# Mapping Cantons to their Codes

The idea behind this helper file is to scrape the Wikipedia page in order to define a dictionary linking cantons to their codes (needed to work with the ids in order to draw the choropleth maps of Switzerland).

The method was inspired by [this code](https://adesquared.wordpress.com/2013/06/16/using-python-beautifulsoup-to-scrape-a-wikipedia-table/) but was still adapted to fit our needs.

In [1]:
#We start with our most important imports
import urllib3
import pickle as pkl
from bs4 import BeautifulSoup

In [2]:
#We set the important variables
http = urllib3.PoolManager()
urllib3.disable_warnings()
WIKI = "https://fr.wikipedia.org/wiki/Canton_(Suisse)"
header = {'User-Agent': 'Mozilla/5.0'} #Needed to prevent 403 error on Wikipedia

In [3]:
#We get find the table to work with
r = http.request('GET', WIKI, headers = header)
soup = BeautifulSoup(r.data, "lxml")
table = soup.find("table", { "class" : "wikitable sortable" })

In order to find our data, we looked at the source code to understand what were the elements we needed to retrieve. We then simply applied the algorithm to retrieve these elements and append them to our lists.

In [4]:
code = []
canton = []

for row in table.findAll("tr"):
    code_cells = row.findAll("th")
    if len(code_cells) == 2:
        code.append(str(code_cells[0].find(text=True)))
    canton_cells = row.findAll("td")
    if len(canton_cells) == 10:
        canton.append(str(canton_cells[0].find(text=True)))

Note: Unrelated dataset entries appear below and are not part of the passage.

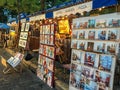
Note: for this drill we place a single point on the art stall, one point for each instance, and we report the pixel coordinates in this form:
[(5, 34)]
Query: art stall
[(47, 52), (95, 48)]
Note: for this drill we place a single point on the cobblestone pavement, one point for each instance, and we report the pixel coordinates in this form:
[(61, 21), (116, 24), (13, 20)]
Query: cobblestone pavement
[(19, 81)]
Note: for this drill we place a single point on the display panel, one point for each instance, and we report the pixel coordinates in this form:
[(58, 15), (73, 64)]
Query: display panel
[(46, 59), (64, 27), (94, 51)]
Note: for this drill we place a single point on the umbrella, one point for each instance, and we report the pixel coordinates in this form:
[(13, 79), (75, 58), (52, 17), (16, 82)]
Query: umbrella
[(4, 26)]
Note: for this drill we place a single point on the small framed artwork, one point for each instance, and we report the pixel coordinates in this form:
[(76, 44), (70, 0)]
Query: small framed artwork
[(103, 79), (81, 35)]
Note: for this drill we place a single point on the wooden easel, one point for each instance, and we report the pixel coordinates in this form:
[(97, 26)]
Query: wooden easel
[(13, 63)]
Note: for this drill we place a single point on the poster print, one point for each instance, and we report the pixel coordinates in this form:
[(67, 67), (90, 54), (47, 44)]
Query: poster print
[(51, 41), (52, 29), (27, 26), (76, 25), (64, 27), (41, 29), (49, 63), (75, 67), (105, 62), (22, 43), (90, 59), (23, 27)]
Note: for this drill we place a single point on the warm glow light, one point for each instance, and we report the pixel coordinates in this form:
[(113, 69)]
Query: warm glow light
[(100, 9), (12, 33)]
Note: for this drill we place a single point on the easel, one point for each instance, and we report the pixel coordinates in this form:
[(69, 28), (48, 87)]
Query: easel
[(13, 63)]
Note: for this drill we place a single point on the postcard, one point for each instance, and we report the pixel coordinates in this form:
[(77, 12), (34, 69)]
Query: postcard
[(41, 59), (102, 35), (91, 35), (52, 29), (50, 78), (76, 81), (91, 23), (74, 34), (111, 48), (81, 45), (81, 34), (100, 23), (105, 62), (74, 44), (90, 85), (88, 72), (76, 56), (83, 24), (113, 22), (112, 34), (103, 79), (90, 59), (27, 26), (90, 46), (100, 47)]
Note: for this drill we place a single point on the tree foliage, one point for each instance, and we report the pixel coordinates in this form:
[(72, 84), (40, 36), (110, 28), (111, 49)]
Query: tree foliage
[(27, 6)]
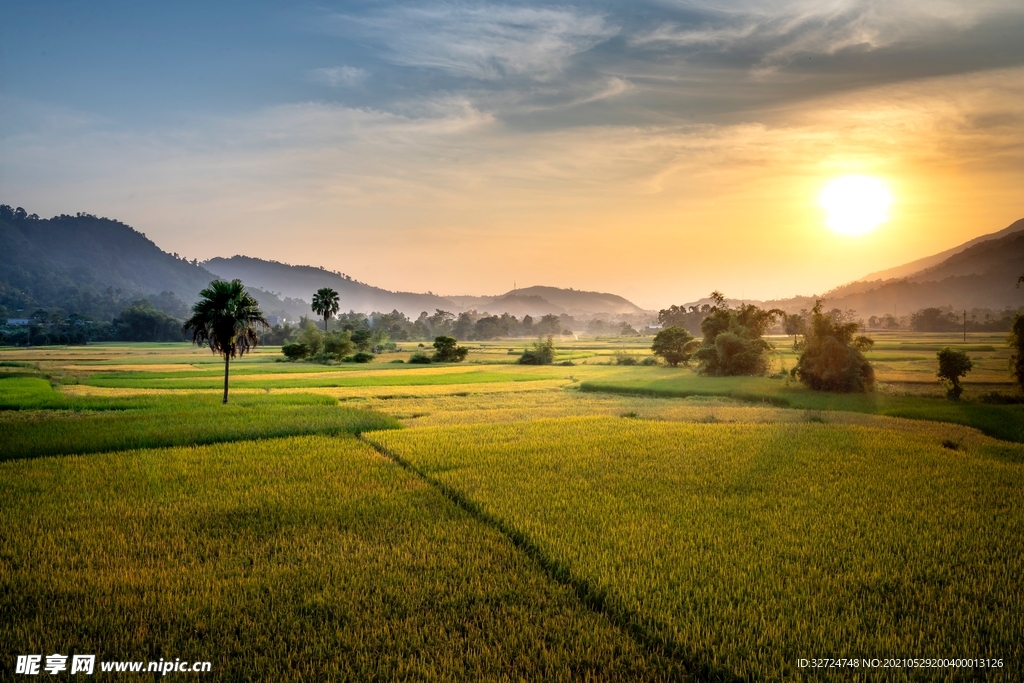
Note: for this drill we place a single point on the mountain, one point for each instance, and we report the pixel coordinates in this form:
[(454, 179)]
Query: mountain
[(979, 273), (921, 264), (301, 282), (87, 265)]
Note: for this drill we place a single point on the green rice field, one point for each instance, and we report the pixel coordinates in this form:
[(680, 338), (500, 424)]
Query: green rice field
[(484, 520)]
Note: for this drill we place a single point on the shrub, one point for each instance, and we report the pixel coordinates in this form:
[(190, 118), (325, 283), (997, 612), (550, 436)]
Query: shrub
[(674, 344), (621, 357), (338, 344), (732, 339), (953, 364), (449, 351), (543, 353), (295, 350), (833, 358)]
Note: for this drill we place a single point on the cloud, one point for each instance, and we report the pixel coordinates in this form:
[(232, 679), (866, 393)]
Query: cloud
[(339, 76), (487, 42), (771, 35)]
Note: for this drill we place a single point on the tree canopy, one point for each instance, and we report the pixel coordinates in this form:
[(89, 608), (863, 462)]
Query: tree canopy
[(833, 357), (675, 344), (732, 339), (225, 318)]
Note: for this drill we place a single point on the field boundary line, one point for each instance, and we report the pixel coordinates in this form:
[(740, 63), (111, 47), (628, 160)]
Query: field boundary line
[(590, 596)]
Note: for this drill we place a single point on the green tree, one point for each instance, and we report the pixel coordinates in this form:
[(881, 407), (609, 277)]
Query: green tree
[(833, 357), (225, 318), (1016, 341), (732, 341), (449, 350), (543, 353), (326, 304), (953, 364), (675, 344)]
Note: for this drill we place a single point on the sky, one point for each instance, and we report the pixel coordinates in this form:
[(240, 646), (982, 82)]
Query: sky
[(653, 150)]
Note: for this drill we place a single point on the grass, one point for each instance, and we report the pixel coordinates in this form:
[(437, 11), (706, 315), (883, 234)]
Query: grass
[(1006, 422), (740, 548), (159, 422), (299, 559)]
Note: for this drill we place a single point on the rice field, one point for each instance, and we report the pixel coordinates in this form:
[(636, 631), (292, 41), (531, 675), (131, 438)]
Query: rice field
[(306, 558), (741, 548)]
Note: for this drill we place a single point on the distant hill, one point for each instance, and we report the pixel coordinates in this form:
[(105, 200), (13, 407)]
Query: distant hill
[(301, 282), (979, 273)]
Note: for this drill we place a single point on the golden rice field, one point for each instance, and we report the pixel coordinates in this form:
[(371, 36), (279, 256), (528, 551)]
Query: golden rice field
[(493, 521)]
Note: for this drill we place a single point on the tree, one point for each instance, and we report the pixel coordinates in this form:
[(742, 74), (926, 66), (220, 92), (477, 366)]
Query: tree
[(225, 318), (326, 304), (953, 364), (449, 351), (732, 341), (833, 357), (675, 344), (1016, 341)]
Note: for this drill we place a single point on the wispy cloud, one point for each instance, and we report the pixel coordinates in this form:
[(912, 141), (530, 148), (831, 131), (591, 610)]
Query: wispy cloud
[(485, 41), (339, 76)]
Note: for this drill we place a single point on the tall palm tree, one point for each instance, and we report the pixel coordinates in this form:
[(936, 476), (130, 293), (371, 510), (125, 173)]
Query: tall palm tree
[(326, 303), (225, 318)]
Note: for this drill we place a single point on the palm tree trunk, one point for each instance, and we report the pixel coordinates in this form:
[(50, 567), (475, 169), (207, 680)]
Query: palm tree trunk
[(227, 361)]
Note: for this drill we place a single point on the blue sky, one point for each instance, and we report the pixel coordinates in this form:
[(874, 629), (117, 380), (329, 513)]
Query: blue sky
[(454, 146)]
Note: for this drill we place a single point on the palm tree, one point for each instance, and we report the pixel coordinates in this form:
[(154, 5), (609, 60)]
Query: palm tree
[(326, 303), (225, 319)]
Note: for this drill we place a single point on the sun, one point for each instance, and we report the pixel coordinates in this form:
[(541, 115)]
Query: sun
[(855, 204)]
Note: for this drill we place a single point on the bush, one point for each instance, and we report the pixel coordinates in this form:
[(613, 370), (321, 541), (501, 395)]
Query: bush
[(338, 344), (543, 353), (295, 350), (674, 344), (833, 358), (621, 357), (732, 343), (449, 351), (953, 365)]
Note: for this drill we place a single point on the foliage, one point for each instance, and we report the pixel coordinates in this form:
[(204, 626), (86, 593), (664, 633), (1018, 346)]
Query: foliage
[(833, 358), (142, 322), (311, 337), (543, 353), (326, 304), (1016, 342), (681, 316), (935, 319), (624, 357), (448, 350), (732, 341), (687, 531), (675, 344), (338, 344), (225, 318), (953, 365), (295, 350)]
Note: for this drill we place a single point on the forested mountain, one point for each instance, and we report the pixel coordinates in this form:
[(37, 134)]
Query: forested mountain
[(301, 282)]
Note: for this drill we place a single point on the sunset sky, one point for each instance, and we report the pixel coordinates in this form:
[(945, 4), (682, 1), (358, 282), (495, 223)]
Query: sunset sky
[(654, 150)]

To prove the sanity of our data, we display the head of each list.

In [5]:
code[:5]

['ZH', 'BE', 'LU', 'UR', 'SZ']

In [6]:
canton[:5]

['Zurich', 'Berne', 'Lucerne', 'Uri', 'Schwytz']

However, we still face an issue with 2 Swiss cantons, Schwytz and Saint-Gall, which do not have the same name in the data retrieved from "amstat". Thus, we decide to change them manually in order to have the ease the computations on the main notebook.

In [7]:
canton = ['Schwyz' if c == 'Schwytz' else c for c in canton]
canton = ['St-Gall' if c == 'Saint-Gall' else c for c in canton]
canton[:5] #We can already see from here 'Schwytz' was changed to 'Schwyz'

['Zurich', 'Berne', 'Lucerne', 'Uri', 'Schwyz']

In [8]:
dico = dict(zip(canton, code))
pkl.dump(dico, open('Data/map_cantons.pkl', 'wb'))